Photograph: Clive Barda The staging holds our interest and disguises the opera’s longueurs – the Venusberg bacchanalia as part of the Overture, a hyperactive striptease for twelve dancers, goes on too long, as does the eminently cut-able dialogue between Venus and Tannhäuser. Hartmut Haenchen played his part with some swift tempos, which weren’t always big-ensemble-friendly – the invisible chorus of pilgrims in Act one had some slippery moments – and he didn’t allow inflated, early-Wagnerian grandeur to dominate. There were, though, many passages when he drew a spiritual, Parsifalian glow from the orchestra, reinforcing Albery’s take on the story and its lead as a Parsifal prototype; he accompanied the singers with utmost subtlety, especially in the slow, quiet music; he miraculously made sense of the rather distended Act Two conclusion; and his finely paced unfolding of Act Three was spellbinding.
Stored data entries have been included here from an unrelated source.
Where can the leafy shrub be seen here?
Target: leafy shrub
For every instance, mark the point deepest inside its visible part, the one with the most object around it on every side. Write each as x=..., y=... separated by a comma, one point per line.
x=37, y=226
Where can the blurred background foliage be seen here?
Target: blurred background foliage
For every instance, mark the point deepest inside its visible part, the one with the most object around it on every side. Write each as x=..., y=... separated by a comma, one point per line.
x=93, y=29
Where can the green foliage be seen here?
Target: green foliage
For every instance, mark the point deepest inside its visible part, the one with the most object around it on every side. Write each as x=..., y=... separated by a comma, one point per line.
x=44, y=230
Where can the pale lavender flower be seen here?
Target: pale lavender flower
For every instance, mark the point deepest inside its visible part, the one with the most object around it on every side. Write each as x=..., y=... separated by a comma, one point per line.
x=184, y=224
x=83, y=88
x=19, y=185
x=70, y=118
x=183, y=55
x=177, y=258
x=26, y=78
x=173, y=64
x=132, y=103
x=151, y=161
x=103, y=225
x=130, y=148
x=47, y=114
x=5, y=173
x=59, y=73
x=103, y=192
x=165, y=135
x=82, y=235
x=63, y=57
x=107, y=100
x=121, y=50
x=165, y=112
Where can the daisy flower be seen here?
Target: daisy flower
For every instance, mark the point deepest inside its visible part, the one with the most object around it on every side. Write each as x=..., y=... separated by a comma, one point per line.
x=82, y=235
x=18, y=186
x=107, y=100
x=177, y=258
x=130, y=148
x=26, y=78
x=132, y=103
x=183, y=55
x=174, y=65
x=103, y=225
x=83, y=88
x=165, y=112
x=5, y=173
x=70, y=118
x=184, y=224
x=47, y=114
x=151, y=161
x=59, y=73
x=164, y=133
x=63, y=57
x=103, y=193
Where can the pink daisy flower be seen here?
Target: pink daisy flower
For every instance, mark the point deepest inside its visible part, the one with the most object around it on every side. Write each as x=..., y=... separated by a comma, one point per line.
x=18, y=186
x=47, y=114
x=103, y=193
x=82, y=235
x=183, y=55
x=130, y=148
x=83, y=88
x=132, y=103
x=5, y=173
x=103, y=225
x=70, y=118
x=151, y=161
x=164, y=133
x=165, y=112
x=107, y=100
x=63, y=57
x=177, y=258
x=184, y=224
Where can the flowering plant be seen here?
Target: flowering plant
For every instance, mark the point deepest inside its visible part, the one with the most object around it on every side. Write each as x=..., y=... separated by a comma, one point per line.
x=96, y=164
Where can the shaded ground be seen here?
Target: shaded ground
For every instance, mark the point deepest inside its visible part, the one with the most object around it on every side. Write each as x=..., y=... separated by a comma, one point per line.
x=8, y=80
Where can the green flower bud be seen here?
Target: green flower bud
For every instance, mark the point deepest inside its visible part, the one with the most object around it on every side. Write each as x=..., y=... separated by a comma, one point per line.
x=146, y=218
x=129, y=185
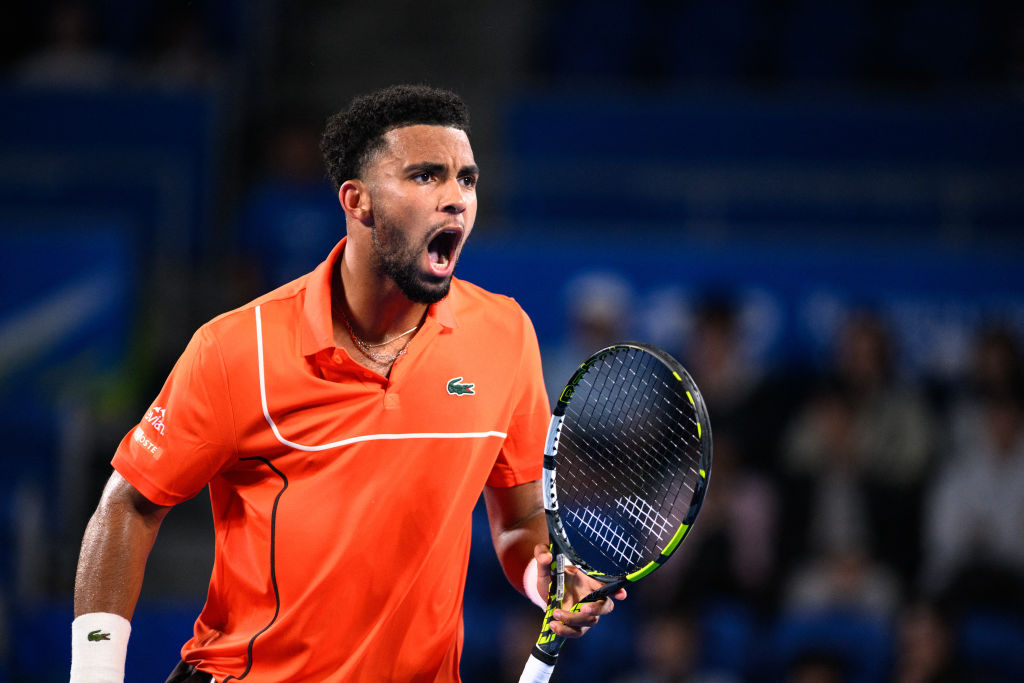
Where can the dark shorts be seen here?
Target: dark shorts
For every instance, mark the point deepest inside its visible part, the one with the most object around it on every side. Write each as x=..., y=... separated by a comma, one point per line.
x=185, y=673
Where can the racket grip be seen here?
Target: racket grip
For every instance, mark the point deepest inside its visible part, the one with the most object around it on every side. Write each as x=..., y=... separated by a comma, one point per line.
x=536, y=671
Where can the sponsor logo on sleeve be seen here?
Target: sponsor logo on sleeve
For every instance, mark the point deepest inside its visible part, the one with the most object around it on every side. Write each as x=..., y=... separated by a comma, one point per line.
x=139, y=437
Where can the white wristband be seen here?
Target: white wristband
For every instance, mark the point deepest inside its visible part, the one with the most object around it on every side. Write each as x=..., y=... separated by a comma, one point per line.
x=529, y=585
x=98, y=648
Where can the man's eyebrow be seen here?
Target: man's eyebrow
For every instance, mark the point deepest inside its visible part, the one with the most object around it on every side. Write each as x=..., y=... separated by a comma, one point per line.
x=437, y=169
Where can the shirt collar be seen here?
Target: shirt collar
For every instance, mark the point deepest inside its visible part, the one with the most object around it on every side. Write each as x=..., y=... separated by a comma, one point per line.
x=317, y=326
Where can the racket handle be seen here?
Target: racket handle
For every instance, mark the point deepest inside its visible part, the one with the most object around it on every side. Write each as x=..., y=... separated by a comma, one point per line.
x=536, y=671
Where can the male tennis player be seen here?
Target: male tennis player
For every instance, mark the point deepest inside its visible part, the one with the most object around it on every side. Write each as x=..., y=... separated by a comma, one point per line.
x=346, y=424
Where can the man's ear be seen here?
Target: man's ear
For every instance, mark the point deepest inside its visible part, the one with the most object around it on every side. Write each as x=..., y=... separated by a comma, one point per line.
x=354, y=199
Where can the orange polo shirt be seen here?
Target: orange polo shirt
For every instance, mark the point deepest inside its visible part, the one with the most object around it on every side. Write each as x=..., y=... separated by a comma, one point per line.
x=342, y=500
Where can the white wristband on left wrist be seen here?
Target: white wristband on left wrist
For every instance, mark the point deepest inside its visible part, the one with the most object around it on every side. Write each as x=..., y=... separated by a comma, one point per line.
x=98, y=648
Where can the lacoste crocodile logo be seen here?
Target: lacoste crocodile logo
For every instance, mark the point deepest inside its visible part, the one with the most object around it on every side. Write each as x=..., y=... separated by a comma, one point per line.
x=456, y=387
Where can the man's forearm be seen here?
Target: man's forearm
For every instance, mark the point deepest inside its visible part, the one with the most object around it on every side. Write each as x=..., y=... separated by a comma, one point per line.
x=115, y=549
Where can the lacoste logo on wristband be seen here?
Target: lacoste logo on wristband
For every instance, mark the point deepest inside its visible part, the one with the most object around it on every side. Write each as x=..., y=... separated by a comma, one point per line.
x=457, y=388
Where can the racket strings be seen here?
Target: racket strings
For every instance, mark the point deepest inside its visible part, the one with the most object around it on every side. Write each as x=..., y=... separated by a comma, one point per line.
x=628, y=433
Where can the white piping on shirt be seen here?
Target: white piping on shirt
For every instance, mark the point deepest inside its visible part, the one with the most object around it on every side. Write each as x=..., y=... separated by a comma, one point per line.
x=353, y=439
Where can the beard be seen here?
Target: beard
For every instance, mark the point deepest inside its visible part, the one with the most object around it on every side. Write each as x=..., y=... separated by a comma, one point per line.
x=397, y=256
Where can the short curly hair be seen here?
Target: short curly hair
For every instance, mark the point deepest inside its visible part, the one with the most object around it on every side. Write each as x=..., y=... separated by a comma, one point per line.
x=352, y=135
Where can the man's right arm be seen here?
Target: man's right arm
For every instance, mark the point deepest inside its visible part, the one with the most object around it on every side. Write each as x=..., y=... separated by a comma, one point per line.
x=115, y=549
x=111, y=565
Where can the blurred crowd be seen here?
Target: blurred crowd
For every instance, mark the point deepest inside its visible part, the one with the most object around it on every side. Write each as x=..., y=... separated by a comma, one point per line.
x=863, y=522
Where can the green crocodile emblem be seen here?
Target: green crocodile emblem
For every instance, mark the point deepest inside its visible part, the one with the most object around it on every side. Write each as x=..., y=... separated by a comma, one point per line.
x=457, y=388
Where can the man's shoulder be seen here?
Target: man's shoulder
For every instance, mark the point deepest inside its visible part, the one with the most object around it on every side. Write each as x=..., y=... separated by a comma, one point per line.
x=237, y=319
x=472, y=298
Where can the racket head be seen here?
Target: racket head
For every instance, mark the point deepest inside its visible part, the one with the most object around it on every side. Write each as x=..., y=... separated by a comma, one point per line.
x=627, y=462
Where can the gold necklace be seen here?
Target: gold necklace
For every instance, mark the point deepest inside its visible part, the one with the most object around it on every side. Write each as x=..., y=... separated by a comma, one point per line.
x=367, y=347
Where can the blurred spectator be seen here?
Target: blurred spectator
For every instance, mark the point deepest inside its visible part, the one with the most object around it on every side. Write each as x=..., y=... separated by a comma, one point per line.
x=740, y=398
x=975, y=513
x=844, y=579
x=856, y=456
x=730, y=553
x=668, y=648
x=599, y=309
x=926, y=648
x=996, y=367
x=72, y=55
In the original run, Johan Botha’s Tannhäuser had sounded effortless. There may have been more of a sense of strain to Peter Seiffert’s take, but his intense engagement with the role gave a focus to the production. The heroic top of his tenor was thrilling, and while he seemed low on stamina by the end of Act Two, he had regrouped for a finely controlled account of the ‘Rome Narration’. Albery’s direction emphasised the main characters’ isolation, and Seiffert was all the more convincing as Tannhäuser tries to break the mould.
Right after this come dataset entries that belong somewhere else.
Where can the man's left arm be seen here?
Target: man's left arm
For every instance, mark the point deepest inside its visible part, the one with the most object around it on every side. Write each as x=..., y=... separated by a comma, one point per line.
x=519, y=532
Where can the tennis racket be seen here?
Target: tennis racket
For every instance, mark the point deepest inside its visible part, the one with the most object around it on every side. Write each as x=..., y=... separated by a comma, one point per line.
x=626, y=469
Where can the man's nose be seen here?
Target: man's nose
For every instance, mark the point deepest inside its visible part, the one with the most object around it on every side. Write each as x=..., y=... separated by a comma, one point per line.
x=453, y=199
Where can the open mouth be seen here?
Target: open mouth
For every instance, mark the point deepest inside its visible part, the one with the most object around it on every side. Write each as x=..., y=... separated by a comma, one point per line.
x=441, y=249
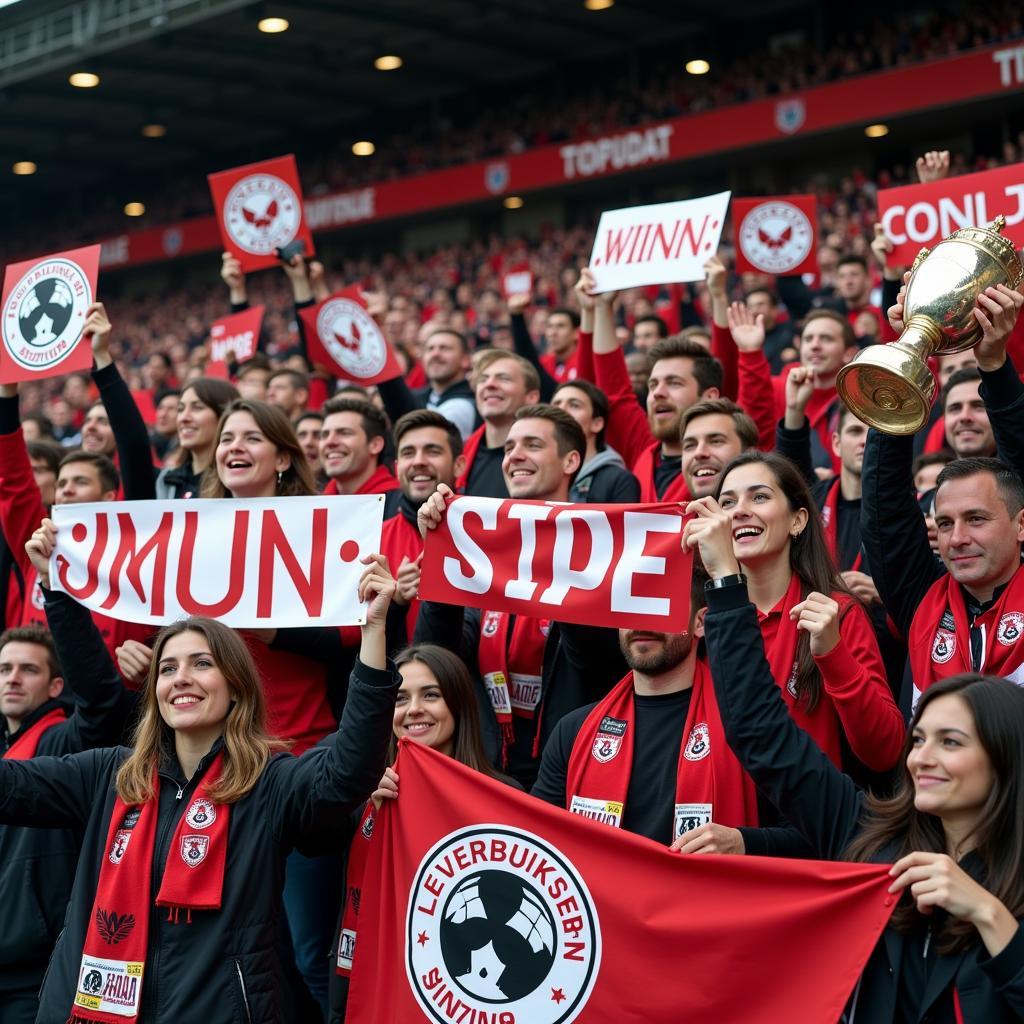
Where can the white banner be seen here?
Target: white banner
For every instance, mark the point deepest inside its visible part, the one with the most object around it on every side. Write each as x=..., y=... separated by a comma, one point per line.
x=667, y=243
x=248, y=563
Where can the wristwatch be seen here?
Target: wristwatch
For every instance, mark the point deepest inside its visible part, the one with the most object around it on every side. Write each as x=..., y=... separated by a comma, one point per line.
x=729, y=581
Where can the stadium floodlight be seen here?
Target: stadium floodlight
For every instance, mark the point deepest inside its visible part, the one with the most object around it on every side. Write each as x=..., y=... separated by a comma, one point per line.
x=271, y=26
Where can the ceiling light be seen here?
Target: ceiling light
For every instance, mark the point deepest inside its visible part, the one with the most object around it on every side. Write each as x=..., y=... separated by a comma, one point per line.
x=271, y=26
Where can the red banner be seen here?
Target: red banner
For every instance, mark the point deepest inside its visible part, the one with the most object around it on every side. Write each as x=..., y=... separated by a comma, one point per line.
x=921, y=215
x=775, y=235
x=901, y=90
x=616, y=565
x=260, y=210
x=542, y=916
x=343, y=338
x=44, y=308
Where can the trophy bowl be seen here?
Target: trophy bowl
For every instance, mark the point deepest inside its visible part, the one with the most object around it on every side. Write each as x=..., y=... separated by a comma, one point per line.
x=889, y=385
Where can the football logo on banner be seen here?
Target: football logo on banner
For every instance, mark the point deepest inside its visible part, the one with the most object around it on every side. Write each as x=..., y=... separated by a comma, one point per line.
x=44, y=308
x=342, y=336
x=260, y=210
x=486, y=933
x=775, y=236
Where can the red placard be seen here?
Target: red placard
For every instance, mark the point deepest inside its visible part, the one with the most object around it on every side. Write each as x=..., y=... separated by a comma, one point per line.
x=921, y=215
x=260, y=209
x=616, y=565
x=775, y=235
x=342, y=337
x=44, y=304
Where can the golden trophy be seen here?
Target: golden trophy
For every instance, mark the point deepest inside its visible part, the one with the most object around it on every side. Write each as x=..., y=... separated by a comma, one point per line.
x=890, y=386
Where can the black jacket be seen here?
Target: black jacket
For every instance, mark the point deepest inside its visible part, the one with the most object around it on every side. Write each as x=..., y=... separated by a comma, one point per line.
x=229, y=966
x=37, y=865
x=826, y=807
x=581, y=665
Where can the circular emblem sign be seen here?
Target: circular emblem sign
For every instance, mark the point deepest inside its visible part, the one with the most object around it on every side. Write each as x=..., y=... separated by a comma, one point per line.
x=776, y=237
x=501, y=927
x=44, y=313
x=351, y=337
x=262, y=213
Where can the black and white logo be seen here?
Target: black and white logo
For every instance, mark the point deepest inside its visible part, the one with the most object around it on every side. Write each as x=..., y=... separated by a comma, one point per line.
x=262, y=213
x=501, y=927
x=44, y=313
x=776, y=237
x=351, y=337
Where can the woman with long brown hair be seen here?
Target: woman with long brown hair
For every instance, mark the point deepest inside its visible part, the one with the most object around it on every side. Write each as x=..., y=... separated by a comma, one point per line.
x=176, y=911
x=776, y=540
x=953, y=950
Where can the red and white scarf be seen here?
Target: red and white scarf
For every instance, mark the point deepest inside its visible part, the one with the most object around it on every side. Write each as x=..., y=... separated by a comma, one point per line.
x=643, y=470
x=110, y=979
x=710, y=783
x=512, y=668
x=26, y=745
x=939, y=644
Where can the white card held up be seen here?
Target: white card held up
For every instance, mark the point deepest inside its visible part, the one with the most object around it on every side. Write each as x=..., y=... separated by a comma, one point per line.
x=666, y=243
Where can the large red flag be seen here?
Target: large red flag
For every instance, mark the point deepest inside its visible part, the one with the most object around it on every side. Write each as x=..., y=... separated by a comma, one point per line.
x=482, y=905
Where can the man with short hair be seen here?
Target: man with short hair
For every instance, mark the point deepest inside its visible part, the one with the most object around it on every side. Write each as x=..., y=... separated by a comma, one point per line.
x=529, y=672
x=351, y=444
x=503, y=383
x=289, y=390
x=603, y=477
x=37, y=865
x=714, y=431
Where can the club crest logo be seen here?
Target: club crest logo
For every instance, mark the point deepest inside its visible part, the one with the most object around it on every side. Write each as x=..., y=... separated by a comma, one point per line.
x=1010, y=629
x=120, y=846
x=486, y=940
x=776, y=238
x=351, y=337
x=201, y=814
x=943, y=646
x=44, y=313
x=262, y=213
x=194, y=849
x=790, y=116
x=698, y=745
Emma Bell was singing Elisabeth for the first time, adding this role to her Eva and Elsa – her WNO Elsa (2013) was simply wonderful, and her Elisabeth is in the same league in the way she possesses the role. ‘Dich, teure Halle’ gleamed with febrile rapture, and her voice sailed upwards without a hint of constriction. But it was Elisabeth’s moments of failure – the second loss of Tannhäuser after the song-contest fiasco; her giving up on life when Tannhäuser, as she thinks, has failed to return from his Rome pilgrimage; and, most poignantly, her tender but loveless regard for Wolfram – where Bell came into her own as a Wagner star of great subtlety and complexity.
Photograph: Clive Barda Christian Gerhaher, the only lead from the first run, was similarly superb as Wolfram, the diffident, introspective would-be lover who idolises Elisabeth as though she were the Virgin Mary. It’s almost a shock when this peerless Lieder singer sings loudly and operatically, but he is just as commanding as his voice gets quieter and darker, taking the audience with him into Wolfram’s muted, conflicted world. With just a minimal hand movement or vocal nuance, Gerhaher tells you that Wolfram, for all his artistic expertise as a singer, will never make the leap into experience as Tannhäuser has – and he knows it. With his easy highlighting of the text, ‘O du, mein holder Abendstern’ filled the house with its quietness.
As Tannhäuser’s nemesis, Sophie Koch was a lustrously sung, predatory Venus, Stephen Milling radiated authority as the Landgrave Hermann, and there were fine solos during the contest from Ed Lyon as Walther and Michael Kraus as Biterolf.
For all its obliqueness, this production of Wagner’s ‘problem’ opera has a dreamlike power, intensified by magnificent singing and playing.